Ожидание – это хуже всего, особенно, когда понимаешь, что в конце тебя ждёт катастрофа. Оно разъедает мозг, подобно мерзкому паразиту, не давая сохранять спокойствие.
Они знали, что гестапо придут за ними, но лелеяли надежду, что о них забудут. Глупость, конечно, но, что им было делать? Бежать из страны? Но куда? У семьи Берманов нигде нет родственников, готовых принять их.
Дед Лилии построил бизнес в Германии в девятнадцатом веке, открыв антикварную лавку. В Гамбурге они стали самыми известными продавцами редких и поддержанных товаров, в том числе музыкальных инструментов. Деньги непрерывно множились, и хоть после прихода к власти Гитлера хуже с торговлей, но как-то выживали.
Лилия Берман не полностью еврейка, в ней текла и немецкая кровь, от матери. Она гордилась принадлежностью к дочерям израилевым, но в то же время, боялась этого. Никто из гестапо не станет разбираться, если ли в ней арийский корни. Просто заметут и отправят в тюрьму.
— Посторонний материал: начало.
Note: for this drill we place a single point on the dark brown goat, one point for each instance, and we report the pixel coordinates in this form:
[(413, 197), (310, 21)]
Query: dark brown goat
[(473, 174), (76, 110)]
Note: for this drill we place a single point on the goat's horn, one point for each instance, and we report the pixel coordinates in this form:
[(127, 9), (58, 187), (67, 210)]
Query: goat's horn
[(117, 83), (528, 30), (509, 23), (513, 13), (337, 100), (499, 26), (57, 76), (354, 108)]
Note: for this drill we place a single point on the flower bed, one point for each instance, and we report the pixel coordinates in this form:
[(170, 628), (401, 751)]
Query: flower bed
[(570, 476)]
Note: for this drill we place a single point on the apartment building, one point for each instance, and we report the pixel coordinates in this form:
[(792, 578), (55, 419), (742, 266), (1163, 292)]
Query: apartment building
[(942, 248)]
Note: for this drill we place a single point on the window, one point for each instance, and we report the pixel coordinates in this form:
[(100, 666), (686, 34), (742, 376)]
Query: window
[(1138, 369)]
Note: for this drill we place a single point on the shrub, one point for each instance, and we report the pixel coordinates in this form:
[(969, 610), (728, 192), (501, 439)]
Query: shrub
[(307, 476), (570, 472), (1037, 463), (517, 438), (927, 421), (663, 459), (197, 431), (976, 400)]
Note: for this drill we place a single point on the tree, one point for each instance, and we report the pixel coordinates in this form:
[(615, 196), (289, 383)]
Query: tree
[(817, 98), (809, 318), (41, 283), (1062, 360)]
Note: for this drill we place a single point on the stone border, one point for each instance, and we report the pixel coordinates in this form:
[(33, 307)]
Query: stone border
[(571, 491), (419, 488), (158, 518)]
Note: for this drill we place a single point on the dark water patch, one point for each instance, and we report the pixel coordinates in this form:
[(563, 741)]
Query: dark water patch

Лилия ходила по городу в постоянном страхе, оглядываясь по сторонам. Ей приходилось чувствовать мрачные взгляды соседей, что совсем недавно улыбались и сочувствовали. Но за три года всё резко поменялось, теперь евреев презирали. Да и кому из немцев хотелось оказаться в застенках тайной полиции за помощь врагам?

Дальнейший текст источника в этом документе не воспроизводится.